I realised this applied to me too – I used an app, even though I knew the risks. I tried to pick the safest one, but I still used it. And when I spoke to others, I saw the same: they weren’t necessarily uninformed that data was collected — they were making reasoned, context-based decisions, but they lacked knowledge of how that data collection was connected to potential risks and harms.
One thing that stood out was how differently people thought about medical versus commercial research. Many were open to their data being used in medical studies because they believed it could help others. But they didn’t trust commercial entities with the same data, even if both had access.
Consent shouldn’t be a click in the dark
This research fits into my broader interest in how data is accessed, commodified and used in a digital economy where user information is the product.
At the start, I held the assumption that people using these apps simply didn’t care about data privacy. But the more I spoke to users, the more I realised that wasn’t true. They weren’t necessarily uninformed that data was collected — they were making reasoned, context-based decisions, but they lacked knowledge of how that data collection was connected to potential risks and harms.
I think we need to question that binary: either you care about privacy or you don’t. Instead, it’s about what users value, what they have access to, and how they assess harm. The way these apps – and tech platforms more generally – are structured makes meaningful consent almost impossible. You can opt in or out, but the options are limited, and the alternatives don’t always meet people’s needs.
Power, profit and periods
For me, the biggest challenge is the economic model that underpins the digital economy. While period apps differ in how they generate income – some rely on premium subscriptions, others sell products like temperature-tracking rings – they often operate within the same extractive logic of the digital economy.
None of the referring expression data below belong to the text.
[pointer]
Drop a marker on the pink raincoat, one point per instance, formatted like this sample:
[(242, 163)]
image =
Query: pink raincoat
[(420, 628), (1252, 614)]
User data is treated as a commodity in data capitalism, but users have very little say in how it’s used. Yes, there are privacy settings, but we could be doing so much more to build systems where people have agency. Right now, the idea of consent rests on individual consumer choices – whether or not to use a product. But that doesn’t amount to real control, especially when the alternatives are limited or the app feels essential.
More broadly, we’re operating in an ecosystem where a handful of tech billionaires have amassed enormous power, shaping the systems and values that govern our digital lives. Challenging that structure is difficult, but necessary.
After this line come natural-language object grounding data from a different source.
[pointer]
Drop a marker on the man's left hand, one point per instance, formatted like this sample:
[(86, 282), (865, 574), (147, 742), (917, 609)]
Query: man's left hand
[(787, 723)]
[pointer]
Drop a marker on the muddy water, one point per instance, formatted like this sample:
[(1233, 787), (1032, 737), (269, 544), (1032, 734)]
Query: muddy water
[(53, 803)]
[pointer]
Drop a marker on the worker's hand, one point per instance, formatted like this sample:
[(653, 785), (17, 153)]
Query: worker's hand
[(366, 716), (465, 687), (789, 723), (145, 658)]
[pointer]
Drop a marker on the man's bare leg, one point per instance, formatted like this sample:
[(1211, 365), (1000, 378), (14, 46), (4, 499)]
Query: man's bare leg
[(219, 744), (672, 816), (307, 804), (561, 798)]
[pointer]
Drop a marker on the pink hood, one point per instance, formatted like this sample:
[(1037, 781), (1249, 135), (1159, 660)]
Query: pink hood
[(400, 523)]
Next steps and new directions
I’m excited about taking the work from my PhD and developing it further. I want to build frameworks for trust, especially in areas like FinTech and menstrual health apps.
I also want to draw broader connections between how unsafe the internet can feel for women and gender-diverse people – how online harassment, surveillance and misinformation impact their ability to learn about their bodies, access support and make informed decisions.
And honestly, one of the things I loved most about my research was just talking to people about their cycles. Hearing what they’d learned, what they struggled with, what brought them joy – those conversations have stayed with me. That’s the kind of work I want to keep doing.